Thanks to decades of AI villains in the movies, and technology leaders who tend to hyperbolize the dangers of AI, some fear that artificial intelligence is a threat to humanity — but is it?

The news is a steady stream of new things to live in terror of, and artificial intelligence is certainly something we’ve been told to fear. Just take the movies, for example: Ultron from The Avengers, the machines in The Matrix and in the Terminator movies, HAL 9000 from 2001: A Space Odyssey, and many more. In all of these films, a man-made machine somehow gains consciousness and decides that man is an enemy that must be eliminated.    

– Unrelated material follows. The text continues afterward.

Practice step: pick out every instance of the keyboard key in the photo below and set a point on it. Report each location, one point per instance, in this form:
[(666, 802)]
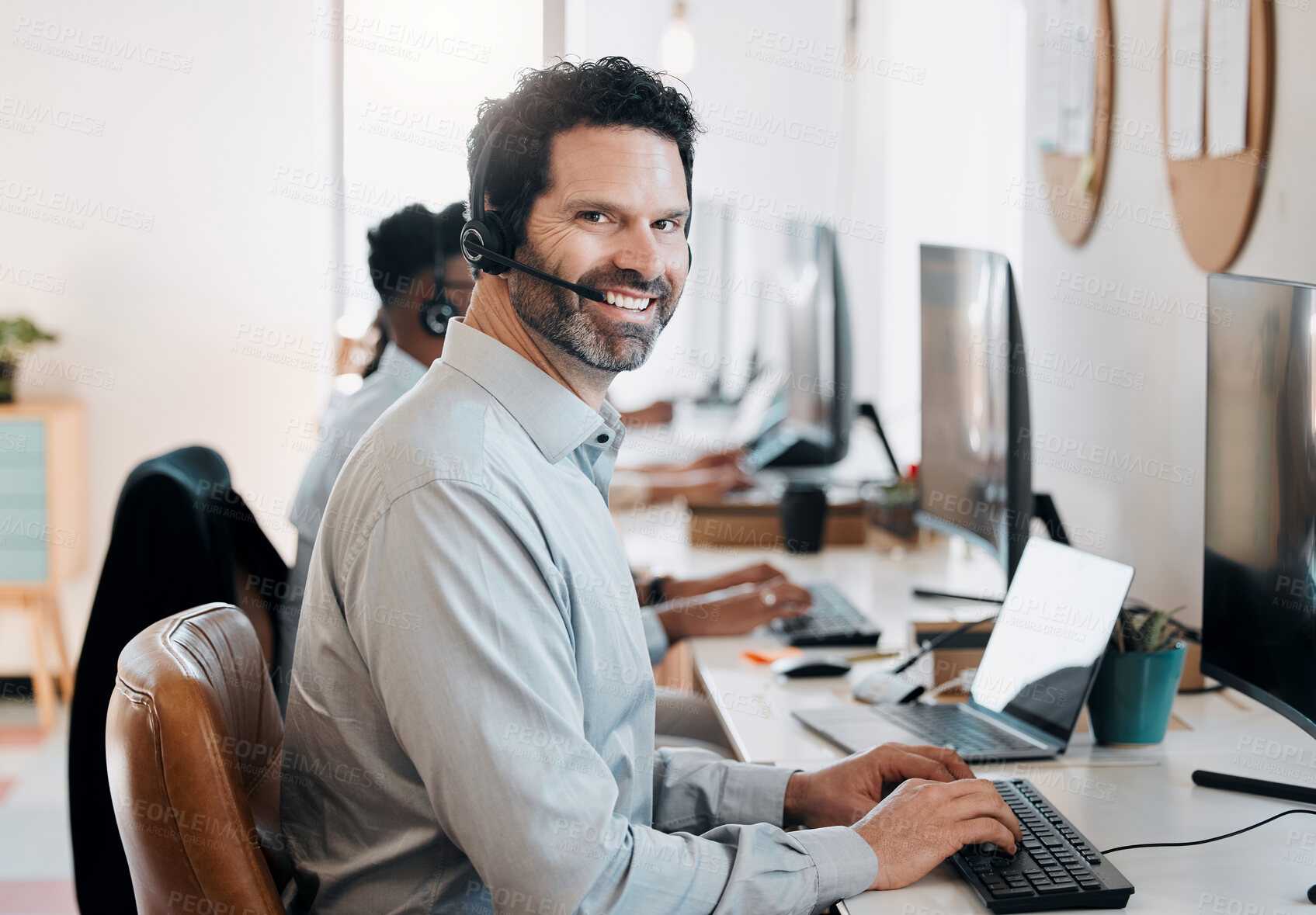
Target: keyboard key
[(1069, 886)]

Speaking at a technology conference in Texas this March, Elon Musk of Tesla and SpaceX stated, “I think [AI] is the single biggest existential crisis that we face and the most pressing one.” Musk also stated, “…Mark my words, AI is far more dangerous than nukes,” and called for regulatory oversight for artificial intelligence, comparing AI development to “summoning a demon.”

British inventor Clive Sinclair said he believes AI will doom mankind, according to The Washington Post, and Microsoft’s Bill Gates mused aloud, “I don’t understand why some people are not concerned.”

Clearly, we are meant to be concerned that robotic beings of some sort or another will one day rule the world. 

Before we start filling in that second number on mankind’s tombstone, though, we should question if the threat is really that dire. In fact, is artificial intelligence as portrayed in movies and science fiction — a rational, sentient, thinking, feeling consciousness capable of contriving evil on its own — even a real possibility? 

I don’t think so, and neither do most of the industry experts I spoke with for this issue’s cover story, “Get Smart About AI in Security,” on page 52.

Stephen Smith, manager of IT services, D/A Central, Oak Park, Mich., discussing weaponized AI systems that suddenly decide that all humans are the enemy, said, “That technology is awfully fanciful and pie-in-the-sky and doesn’t have legs on the ground yet.”

Travis Deyle, cofounder and CEO, Cobalt Robotics, San Mateo, Calif., said regarding the conversations he has had with luminaries in the AI field, “Today we are at the equivalent of cavemen playing with fire, and what you’re trying to do is like describing to them a nuclear weapon.” 

Deyle said we don’t even have the vocabulary to really understand or discuss general AI (the type of AI that has human-like consciousness) in any meaningful way. While we can create systems that execute very narrow operations that seem to be on a level with or beyond human ability, such as recognizing objects in video or playing chess, Deyle said creating a machine that’s as capable as even a toddler is not conceivable because toddlers do so many things that are not yet reproducible.

He explained that while we can make a machine capable of recognizing something is “weird,” we haven’t created a machine that knows what “weird” is yet.

If all that is true, then is it even worth moving forward with AI research and development?

Unequivocally, yes. The practical benefits of what we call “AI” in security — even though it may not be what is typically conceived of in science fiction — is incalculably valuable and is already proving useful in countless practical ways. 

As with so many areas of technological development, humans are most creative when inspired by the wonders of creation — and what higher inspiration can there be than that of the example of a reasoning being with superior mental development and the power of articulate speech? 

Whether humans are ever able to develop something as sophisticated as a toddler or not, the seeming impossibility of the task reminds me of Shakespeare’s observation in Hamlet: “What a piece of work is a man! How noble in reason, how infinite in faculty!”